The role of SMEs in fostering
employment and growth

Small- and medium-sized enterprises (SMEs) play a substantial role in developing economies, generating employment and growth. As income levels increase, formal SMEs tend to comprise a larger share of the economy, while the micro and informal sectors recede. Economic growth creates opportunities often filled by SMEs entering or sometimes “graduating” from microenterprise status.

World Bank Group strategy continues to position SMEs as key vehicles to promote employment, value chain development, economic and social inclusion, and resilience in the face of fragility and conflict.

This note synthesizes findings regarding SMEs and SME support from recent IEG evaluations, independent evaluations by other MDBs, and relevant World Bank Group research.

The objective of the exercise is to shed light on the following policy and strategic questions:

  • Does the World Bank Group know which approaches effectively serve the needs of SMEs and in which contexts?
  • What are the factors of success or failure of the main types of interventions in support of SMEs? What lessons of experience can be drawn? 
  • Should the World Bank Group distinguish SMEs as a firm size category to support?
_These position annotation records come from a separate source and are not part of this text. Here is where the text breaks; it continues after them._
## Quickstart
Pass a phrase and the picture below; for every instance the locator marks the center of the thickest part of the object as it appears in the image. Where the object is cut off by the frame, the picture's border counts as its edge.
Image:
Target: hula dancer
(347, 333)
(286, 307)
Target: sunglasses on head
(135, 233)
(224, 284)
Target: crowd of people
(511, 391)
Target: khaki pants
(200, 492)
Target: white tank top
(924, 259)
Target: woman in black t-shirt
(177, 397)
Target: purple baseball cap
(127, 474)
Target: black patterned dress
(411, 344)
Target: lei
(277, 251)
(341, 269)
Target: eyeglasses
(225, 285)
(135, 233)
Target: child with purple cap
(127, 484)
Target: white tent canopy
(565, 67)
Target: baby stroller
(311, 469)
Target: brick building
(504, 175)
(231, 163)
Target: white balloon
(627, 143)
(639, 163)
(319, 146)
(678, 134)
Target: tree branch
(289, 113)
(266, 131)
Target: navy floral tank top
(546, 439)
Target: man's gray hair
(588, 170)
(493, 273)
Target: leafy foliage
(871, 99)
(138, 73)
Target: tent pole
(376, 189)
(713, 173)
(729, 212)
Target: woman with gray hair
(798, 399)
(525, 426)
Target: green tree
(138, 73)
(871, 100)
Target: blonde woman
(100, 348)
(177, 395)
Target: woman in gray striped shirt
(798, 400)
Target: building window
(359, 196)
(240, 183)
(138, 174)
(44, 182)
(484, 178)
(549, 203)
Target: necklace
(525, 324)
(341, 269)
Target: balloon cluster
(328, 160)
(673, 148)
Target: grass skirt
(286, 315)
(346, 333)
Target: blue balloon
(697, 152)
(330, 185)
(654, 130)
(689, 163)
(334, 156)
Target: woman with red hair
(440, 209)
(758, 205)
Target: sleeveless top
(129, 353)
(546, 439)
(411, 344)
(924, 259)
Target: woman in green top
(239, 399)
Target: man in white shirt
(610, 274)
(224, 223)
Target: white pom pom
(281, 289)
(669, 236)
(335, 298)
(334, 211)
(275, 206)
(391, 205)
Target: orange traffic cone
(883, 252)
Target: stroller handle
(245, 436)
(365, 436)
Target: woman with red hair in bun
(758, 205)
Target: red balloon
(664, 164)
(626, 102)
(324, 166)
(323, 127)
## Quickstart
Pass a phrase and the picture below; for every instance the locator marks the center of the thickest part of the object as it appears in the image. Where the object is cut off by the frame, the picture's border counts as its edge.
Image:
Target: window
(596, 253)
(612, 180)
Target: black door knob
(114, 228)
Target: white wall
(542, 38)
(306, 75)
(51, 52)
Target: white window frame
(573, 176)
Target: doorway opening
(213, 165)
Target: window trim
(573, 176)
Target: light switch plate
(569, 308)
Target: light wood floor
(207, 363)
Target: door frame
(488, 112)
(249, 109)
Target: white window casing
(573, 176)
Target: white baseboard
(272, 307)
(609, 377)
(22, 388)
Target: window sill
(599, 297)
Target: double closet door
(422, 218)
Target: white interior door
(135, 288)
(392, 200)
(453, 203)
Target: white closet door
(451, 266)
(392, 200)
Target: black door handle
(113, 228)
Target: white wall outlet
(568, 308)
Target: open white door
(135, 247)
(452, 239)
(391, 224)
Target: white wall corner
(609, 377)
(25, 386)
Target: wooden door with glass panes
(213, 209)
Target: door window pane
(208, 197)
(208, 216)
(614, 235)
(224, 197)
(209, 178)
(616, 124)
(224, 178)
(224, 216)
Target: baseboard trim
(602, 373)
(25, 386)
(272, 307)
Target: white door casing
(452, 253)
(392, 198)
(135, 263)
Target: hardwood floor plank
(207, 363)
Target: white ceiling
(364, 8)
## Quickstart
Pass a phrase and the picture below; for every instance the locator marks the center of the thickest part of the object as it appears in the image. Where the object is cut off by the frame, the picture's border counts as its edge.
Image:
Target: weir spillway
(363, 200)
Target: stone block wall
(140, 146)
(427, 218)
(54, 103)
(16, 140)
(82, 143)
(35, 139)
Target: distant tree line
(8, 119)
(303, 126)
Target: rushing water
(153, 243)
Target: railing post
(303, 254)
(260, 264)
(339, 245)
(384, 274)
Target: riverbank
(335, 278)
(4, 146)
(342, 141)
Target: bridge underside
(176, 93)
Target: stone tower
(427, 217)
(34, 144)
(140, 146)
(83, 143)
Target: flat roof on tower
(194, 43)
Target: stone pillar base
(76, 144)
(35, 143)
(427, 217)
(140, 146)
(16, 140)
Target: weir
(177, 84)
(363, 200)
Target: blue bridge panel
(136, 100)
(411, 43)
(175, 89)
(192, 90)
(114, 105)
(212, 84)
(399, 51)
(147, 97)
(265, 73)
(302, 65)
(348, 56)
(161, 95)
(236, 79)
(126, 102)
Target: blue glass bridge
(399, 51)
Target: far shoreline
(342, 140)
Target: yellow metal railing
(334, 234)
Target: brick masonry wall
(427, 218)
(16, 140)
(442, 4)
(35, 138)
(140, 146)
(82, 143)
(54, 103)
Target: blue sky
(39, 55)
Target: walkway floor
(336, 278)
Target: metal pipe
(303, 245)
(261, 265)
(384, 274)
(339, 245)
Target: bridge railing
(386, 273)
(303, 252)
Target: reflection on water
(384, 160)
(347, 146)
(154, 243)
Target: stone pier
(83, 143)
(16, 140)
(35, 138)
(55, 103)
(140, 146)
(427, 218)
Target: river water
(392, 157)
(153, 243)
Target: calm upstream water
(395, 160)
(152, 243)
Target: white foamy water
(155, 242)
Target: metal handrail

The findings in this Synthesis Note also seesk to inform the World Bank Group's evolving approach to supporting SMEs. 

Pictured above: Staff at BCEL Bank, Vientiane, Laos. The private sector is creating opportunities for entrepreneurs in Laos, and 30-40% of these entrepreneurs are women. A female entrepreneur is visiting a bank in Vientiane. Vientiane, Lao PDR. Photo credit: Stanislas Fradelizi / World Bank

Key Findings

Key findings of this Synthesis Note include the following:

What is an SME - The problem of inconsistent definition of SMEs limits what we know about supporting them from evaluation and research and merits a cautious approach to interpreting and generating evidence on what works.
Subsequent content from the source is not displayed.